Premier dépaysement !
Pierre, Jacques et Jean, nous le savons, sont des pêcheurs. Ils sont des familiers de la mer. Ils connaissent bien leur métier, les barques, les filets. Ce jour-là, Jésus les entraîne « à l’écart sur une autre montagne », bien loin des lieux qui leur sont familiers.
Et il « fut transfiguré devant eux. Ses vêtements devinrent resplendissants, d’une blancheur telle que personne sur terre ne peut obtenir une blancheur pareille. »
On sent que les mots utilisés n’arrivent pas à bien exprimer une blancheur qui n’appartient pas à la terre mais à un autre monde. C’était un premier dépaysement.

 

Deuxième dépaysement !
« Il les emmena, eux seuls, à l’écart. » Depuis que Jésus les a appelés, Pierre, Jacques et Jean vivent avec les autres apôtres. Ils partagent les mêmes activités ; ils échangent entre eux en présence de Jésus.

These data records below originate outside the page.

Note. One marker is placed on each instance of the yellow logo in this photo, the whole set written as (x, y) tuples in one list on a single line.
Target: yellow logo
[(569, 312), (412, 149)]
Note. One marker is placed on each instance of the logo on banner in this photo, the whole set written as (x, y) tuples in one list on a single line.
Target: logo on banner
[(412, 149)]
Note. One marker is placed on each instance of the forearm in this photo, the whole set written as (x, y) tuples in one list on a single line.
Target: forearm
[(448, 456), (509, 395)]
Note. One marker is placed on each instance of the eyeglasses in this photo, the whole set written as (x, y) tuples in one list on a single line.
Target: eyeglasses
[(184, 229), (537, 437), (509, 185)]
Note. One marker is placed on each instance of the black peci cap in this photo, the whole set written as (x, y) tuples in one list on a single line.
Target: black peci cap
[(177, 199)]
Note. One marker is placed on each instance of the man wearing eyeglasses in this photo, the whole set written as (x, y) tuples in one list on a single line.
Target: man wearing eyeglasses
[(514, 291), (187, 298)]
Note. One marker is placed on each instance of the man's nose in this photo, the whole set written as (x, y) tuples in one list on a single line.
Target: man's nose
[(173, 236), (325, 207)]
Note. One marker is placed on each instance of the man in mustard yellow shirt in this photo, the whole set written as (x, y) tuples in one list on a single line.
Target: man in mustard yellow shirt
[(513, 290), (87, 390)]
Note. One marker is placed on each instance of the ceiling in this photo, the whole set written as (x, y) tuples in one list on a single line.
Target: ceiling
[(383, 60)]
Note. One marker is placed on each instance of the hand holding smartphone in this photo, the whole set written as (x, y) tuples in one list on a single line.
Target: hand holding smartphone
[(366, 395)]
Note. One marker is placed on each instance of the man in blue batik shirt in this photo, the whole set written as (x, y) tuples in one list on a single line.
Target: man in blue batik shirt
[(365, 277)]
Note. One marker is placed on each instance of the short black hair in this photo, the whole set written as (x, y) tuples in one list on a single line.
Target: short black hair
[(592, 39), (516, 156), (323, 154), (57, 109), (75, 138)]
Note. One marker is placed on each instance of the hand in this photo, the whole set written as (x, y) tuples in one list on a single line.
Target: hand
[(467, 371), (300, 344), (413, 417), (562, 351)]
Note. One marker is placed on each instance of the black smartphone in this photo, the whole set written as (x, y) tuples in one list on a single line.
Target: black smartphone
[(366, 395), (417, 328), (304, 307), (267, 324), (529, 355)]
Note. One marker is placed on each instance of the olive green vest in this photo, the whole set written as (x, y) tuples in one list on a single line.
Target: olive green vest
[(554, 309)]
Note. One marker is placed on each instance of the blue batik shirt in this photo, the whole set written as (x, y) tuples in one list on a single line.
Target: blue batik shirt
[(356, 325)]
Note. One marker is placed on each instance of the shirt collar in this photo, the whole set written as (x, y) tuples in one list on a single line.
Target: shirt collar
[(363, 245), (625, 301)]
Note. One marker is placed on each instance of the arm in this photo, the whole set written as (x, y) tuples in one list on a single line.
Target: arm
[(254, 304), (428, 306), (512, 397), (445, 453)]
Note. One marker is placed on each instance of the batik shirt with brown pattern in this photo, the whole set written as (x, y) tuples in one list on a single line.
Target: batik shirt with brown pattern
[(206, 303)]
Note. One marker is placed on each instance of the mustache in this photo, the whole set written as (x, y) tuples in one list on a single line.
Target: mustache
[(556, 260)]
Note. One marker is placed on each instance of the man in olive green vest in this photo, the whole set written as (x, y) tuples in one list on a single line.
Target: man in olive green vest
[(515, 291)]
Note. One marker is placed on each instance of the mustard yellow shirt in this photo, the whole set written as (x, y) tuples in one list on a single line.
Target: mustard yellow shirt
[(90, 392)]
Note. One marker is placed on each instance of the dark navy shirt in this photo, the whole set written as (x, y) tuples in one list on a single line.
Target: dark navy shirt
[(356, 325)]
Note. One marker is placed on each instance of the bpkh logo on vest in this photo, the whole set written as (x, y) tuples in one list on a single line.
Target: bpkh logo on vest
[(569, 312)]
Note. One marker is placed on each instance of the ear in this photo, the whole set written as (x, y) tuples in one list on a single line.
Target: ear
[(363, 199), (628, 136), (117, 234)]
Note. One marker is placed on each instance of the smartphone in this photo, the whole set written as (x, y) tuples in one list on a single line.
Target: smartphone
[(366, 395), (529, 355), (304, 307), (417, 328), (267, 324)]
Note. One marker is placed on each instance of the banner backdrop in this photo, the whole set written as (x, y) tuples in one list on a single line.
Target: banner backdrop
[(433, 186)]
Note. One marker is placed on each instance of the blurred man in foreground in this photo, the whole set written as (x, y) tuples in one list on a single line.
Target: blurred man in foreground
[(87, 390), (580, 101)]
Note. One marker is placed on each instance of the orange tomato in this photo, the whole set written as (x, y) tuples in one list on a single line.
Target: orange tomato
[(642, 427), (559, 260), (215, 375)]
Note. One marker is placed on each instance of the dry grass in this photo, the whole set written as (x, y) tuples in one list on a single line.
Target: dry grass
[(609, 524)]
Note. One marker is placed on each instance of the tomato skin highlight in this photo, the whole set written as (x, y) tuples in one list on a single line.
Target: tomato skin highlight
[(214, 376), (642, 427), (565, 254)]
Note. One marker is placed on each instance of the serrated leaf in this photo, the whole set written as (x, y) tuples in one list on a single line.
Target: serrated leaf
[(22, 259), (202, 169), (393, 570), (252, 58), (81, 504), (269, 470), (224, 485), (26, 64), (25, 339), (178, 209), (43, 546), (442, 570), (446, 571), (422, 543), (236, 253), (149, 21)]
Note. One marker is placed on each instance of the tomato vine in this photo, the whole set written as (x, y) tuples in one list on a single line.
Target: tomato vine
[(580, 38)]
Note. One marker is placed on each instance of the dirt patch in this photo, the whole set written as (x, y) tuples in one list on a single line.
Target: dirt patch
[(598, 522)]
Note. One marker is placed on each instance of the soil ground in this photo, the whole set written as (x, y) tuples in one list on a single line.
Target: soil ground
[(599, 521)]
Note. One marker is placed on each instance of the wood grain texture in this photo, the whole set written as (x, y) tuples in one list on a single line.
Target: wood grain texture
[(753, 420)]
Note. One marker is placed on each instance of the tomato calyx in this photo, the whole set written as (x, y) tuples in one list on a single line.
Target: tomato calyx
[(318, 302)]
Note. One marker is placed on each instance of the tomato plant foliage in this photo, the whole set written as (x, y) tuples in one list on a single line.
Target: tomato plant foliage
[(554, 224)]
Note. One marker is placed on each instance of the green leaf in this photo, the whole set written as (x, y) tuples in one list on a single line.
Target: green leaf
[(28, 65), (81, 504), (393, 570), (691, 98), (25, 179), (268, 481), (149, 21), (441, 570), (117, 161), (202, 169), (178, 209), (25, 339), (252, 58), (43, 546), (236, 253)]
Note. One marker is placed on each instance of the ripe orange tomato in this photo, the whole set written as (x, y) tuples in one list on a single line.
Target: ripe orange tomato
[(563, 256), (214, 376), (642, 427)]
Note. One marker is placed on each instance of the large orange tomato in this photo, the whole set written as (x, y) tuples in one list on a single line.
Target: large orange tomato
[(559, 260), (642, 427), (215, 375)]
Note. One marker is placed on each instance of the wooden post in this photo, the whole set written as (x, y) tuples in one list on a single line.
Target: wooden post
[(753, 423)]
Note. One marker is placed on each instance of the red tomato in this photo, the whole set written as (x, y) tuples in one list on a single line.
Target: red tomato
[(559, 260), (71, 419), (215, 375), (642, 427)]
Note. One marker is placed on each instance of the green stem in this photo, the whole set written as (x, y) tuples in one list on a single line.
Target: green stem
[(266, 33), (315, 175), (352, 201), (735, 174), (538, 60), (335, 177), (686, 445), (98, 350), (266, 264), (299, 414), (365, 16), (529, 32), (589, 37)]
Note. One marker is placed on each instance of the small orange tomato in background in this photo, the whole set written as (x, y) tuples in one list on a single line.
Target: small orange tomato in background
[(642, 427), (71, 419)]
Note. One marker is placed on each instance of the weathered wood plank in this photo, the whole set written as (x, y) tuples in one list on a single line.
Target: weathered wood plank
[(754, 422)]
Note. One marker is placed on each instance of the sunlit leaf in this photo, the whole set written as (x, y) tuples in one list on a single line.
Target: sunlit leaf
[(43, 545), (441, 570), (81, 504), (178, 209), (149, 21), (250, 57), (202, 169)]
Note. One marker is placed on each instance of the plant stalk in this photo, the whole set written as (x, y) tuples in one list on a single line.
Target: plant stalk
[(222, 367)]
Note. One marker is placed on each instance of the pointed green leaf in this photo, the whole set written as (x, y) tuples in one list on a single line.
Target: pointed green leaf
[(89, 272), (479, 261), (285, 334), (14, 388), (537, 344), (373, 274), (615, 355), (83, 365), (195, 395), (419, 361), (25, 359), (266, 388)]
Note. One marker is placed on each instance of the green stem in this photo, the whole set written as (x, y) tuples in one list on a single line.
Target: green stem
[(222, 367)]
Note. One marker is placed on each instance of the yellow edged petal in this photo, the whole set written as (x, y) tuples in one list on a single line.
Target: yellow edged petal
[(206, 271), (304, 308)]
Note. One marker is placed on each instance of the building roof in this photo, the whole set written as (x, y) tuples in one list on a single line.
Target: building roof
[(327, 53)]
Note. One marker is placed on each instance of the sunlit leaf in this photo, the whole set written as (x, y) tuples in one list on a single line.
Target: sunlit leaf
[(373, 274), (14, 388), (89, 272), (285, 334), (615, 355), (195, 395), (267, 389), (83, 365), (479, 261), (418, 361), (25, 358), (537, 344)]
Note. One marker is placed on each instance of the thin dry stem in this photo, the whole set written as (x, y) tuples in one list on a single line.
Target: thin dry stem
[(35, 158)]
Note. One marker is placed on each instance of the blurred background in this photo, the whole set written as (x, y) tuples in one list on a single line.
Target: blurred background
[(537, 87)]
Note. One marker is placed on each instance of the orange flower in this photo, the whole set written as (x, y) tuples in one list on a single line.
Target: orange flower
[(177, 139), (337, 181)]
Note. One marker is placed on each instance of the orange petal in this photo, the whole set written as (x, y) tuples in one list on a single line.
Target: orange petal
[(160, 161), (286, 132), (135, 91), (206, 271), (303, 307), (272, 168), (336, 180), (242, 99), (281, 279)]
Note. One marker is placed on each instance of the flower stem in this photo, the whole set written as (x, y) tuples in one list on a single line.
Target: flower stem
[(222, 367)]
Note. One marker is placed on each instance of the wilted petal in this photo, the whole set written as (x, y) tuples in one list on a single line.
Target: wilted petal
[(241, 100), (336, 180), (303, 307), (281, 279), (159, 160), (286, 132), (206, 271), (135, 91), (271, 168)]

Cette fois, loin de vivre leurs rencontres habituelles, ils sont témoins, sur la montagne, d’une autre rencontre, une rencontre surprenante entre Jésus, Moïse et Élie qui s’entretiennent avec Jésus alors qu’ils n’appartiennent plus à ce monde depuis longtemps. À nouveau les trois apôtres sont dans un « ailleurs » qui les dépasse, comme dans un autre monde, un autre pays, celui de Dieu. C’était leur deuxième dépaysement.

 

Troisième dépaysement !
« Pierre ne savait que dire, tant leur frayeur était grande. »
Pierre vient tout juste de dire à Jésus : « Rabbi, il est bon que nous soyons ici » et le voilà saisi de frayeur. Étonnant ! La frayeur des trois apôtres n’était pas une peur qui fait fuir, mais exprimait plutôt un bouleversement intérieur très profond, le sentiment d’être complètement dépassé, d’être débordé par une expérience inconnue exprimée aussi par la nuée. C’était leur troisième dépaysement.

 

Ainsi, par délicatesse, Jésus prépare ses trois apôtres à un événement beaucoup plus profond que celui qu’il vienne de vivre sur la montagne, un événement qui sera un profond dépaysement pour eux. Chaque fois que nous célébrons la fête de Pâques, nous sommes témoins de leur dépaysement.

 

Au moment où une voix se fait entendre, les trois Apôtres quittent les dépaysements qu’ils viennent de vivre et se retrouvent dans leur vie habituelle.
Mais il y a quelque chose de très profond qui vient de changer, une brèche qui s’est ouverte dans leur monde habituel, dans leur vie ordinaire pour les préparer à l’indescriptible matin de Pâques que nous allons vivre nous aussi en avril prochain.